On passe à nouveau au vote et on recommence les mêmes opérations comme au premier tour. Au décompte des voix, aucun des candidats n'a obtenu la majorité absolue. Marguerite Bambara totalise 6 voix ; Paul-Roger Nikièma 1 voix ; Inoussa Bara 7 voix et Désiré Tapsoba 4 voix.

Il faut donc un deuxième tour pour départager les candidats. C'est le statut quo, les résultats sortis de l'urne sont les mêmes qu'au premier tour. Un troisième et dernier tour s'avère nécessaire pour départager les candidats car, selon les textes régissant l'élection, au troisième tour, il suffit d'obtenir la majorité relative pour être élu. En cas d'égalité, le critère de l'âge permettra de départager les candidats, au profit du plus âgé.

C'est donc reparti pour le troisième tour avec les mêmes candidats. Mais juste avant que les opérations de vote ne commencent, coup de théâtre : le candidat Inoussa Bara se saisit du micro et annonce qu'il désiste. Restent donc trois candidats en lice. Au bout d'un long suspense, c'est finalement Marguerite Bambara qui arrive largement en tête avec 11 voix, suivie de Désiré Tapsoba (6 voix) et de Paul-Roger Nikièma (1 voix).

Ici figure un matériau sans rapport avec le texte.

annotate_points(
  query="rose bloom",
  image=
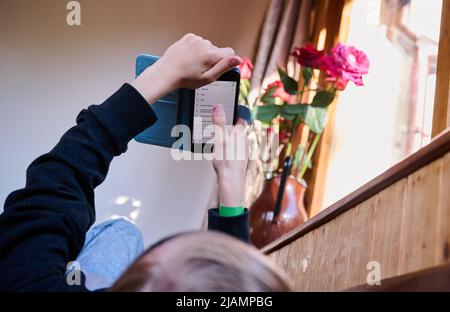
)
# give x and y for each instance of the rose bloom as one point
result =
(246, 68)
(309, 56)
(279, 91)
(346, 63)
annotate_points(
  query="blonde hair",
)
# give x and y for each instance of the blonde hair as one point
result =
(207, 261)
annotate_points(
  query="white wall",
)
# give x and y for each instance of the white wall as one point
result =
(49, 71)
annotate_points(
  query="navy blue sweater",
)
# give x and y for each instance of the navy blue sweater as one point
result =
(43, 225)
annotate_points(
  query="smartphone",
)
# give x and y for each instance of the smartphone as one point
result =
(223, 91)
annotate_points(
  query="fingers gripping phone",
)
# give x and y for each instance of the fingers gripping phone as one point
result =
(192, 108)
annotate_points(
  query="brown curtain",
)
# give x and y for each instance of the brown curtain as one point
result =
(287, 24)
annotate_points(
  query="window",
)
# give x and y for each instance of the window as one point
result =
(391, 117)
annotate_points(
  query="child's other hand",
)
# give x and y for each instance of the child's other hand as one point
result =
(191, 62)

A 16h20mn, fiers d'avoir conduit le déroulement du scrutin à son terme, le président de séance et son adjoint proclament les résultats : Elu sénateur titulaire au premier tour : Gabriel Sanwidi avec 10 voix sur 18 ; suppléant : Marguerite Bambara, élue au troisième tour à la majorité absolue avec 11 voix sur 18.

Pour être définitifs, ces résultats devront être validés par le conseil constitutionnel après examen d'éventuels recours ou contestations.

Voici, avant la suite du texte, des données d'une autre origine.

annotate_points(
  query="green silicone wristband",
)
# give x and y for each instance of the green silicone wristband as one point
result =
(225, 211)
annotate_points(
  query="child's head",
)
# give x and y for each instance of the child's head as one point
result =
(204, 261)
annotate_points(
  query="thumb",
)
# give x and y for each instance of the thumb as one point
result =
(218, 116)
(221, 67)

C'est dans un climat sans passion que les délégués CSBE ont élu le sénateur devant représenter la diaspora burkinabè vivant en Europe. Les résultats proclamés n'ont pour l'instant pas été contestés.

Le seul incident qu'on peut relever et qui aurait pu tout faire capoter a été l'acceptation, séance tenante, de la candidature de Inoussa Bara au poste de suppléant. Le 5 juillet, le ministère des Affaires étrangères a communiqué aux ambassades et consulats une note relative aux conditions d'éligibilité du sénateur. Le candidat doit « être âgé de quarante-cinq ans révolus à la date de désignation ou de la nomination ». En outre, la liste des candidats doit être affichée dans les ambassades et consulats où a lieu l'élection. Or, à la date du 4 août 2013, Inoussa Bara n'avait pas quarante-cinq ans révolus, et pour cette raison, son dossier de candidature n'avait pas été retenu. Son nom ne figurait donc pas sur la liste des candidats affichée à l'entrée de l'ambassade. « Si Inoussa Bara avait été élu au poste de suppléant, nous aurions purement et simplement annulé l'élection et il aurait fallu recommencer », a confié Lambert Alexandre Ouédraogo.